El otro día me confesé ante mis amigas y les expliqué las dificultades que tengo para plantar un pino si no es en mi casa. Os podéis reír, pero he llegado a aguantarme tanto tiempo sin cagar que he temido por mi vida.

He llegado a irme a casa desde el trabajo (metro y autobús de por medio) para después volver con tal de poder apoyar mis posaderas sobre mi propio retrete.

He llegado a tirarme 14 días de viaje a Tailandia acumulando suculentas especias en mi interior sin poder evacuar ni una sola vez.

He llegado a echar a mi pareja de casa para poder cagar tranquila. Me pongo nerviosa si sé que otra persona puede escuchar el ‘plonc’ de la cacurria al caer. 

Mira yo me muero, eh
Mira yo me muero, eh

He llegado a ir a urgencias por miedo a que, tras estar dos semanas sin ir al baño, me empezase a salir la caca por la nariz.

He llegado a tener tripa de embarazada de 7 meses, y he tenido que dar explicaciones a conocidos: ‘no, de verdad que no estoy preñada, solo hace mucho que no paso por casa’.

No soy capaz, no me sale. El hocico no asoma. Para poder hacer mis necesidades a gusto tengo que estar en casa, tranquila y sin nadie cerca. Y claro, eso no siempre sucede.

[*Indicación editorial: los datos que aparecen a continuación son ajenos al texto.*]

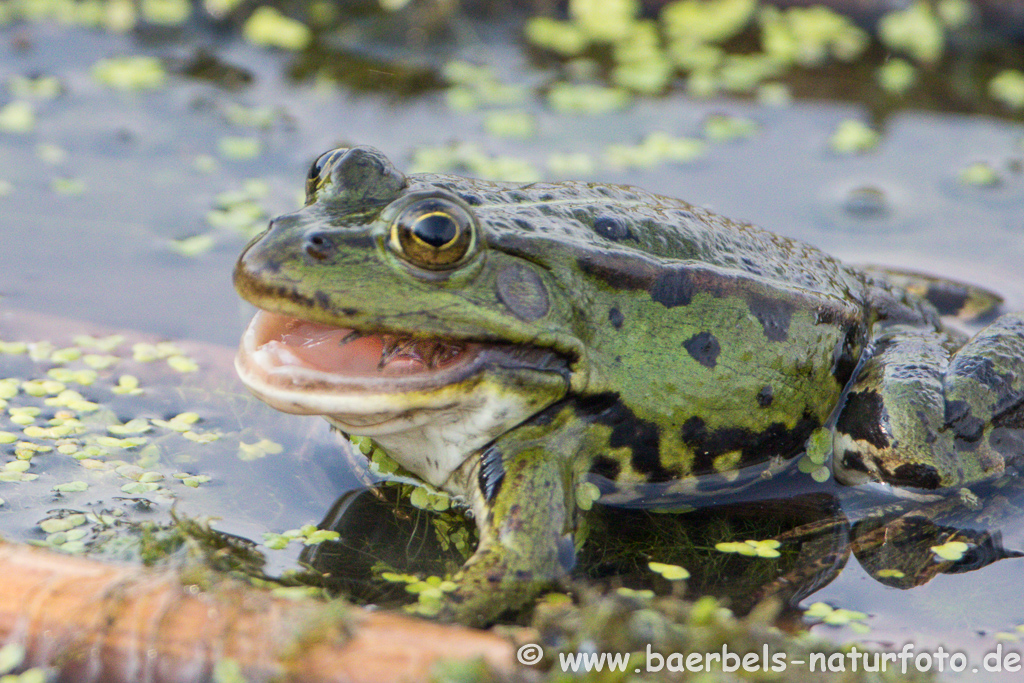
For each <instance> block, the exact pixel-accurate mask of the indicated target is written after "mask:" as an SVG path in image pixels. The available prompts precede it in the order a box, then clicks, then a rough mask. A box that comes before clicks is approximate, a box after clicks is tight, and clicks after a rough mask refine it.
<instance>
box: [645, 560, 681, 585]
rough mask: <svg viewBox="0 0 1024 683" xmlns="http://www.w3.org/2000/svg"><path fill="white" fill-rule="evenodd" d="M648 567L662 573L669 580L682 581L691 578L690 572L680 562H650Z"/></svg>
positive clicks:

Mis amigas (en especial una escritora ingeniosa que es incapaz de dejar de apodar y bautizar con nombres chorra todos nuestros trastornos y situaciones estúpidas) me dijeron entre risas que no soy la única, que lo que pasa es ‘que soy de ano tímido’ y que tenía que acostumbrarme.

Me gustó tanto la expresión que me la he apropiado, supongo que en un intento de quitarle hierro al asunto. Los hay que pueden cagar hasta en un bar (no entiendo cómo, pero los hay) y los hay que somos más tímidos y necesitamos el silencio y el calor del hogar para liberar a Willy. Para enviar un fax. Para despedir a un amigo del interior. Para desalojar al inquilino.

¡Joder, qué maravilloso es hablar de caca!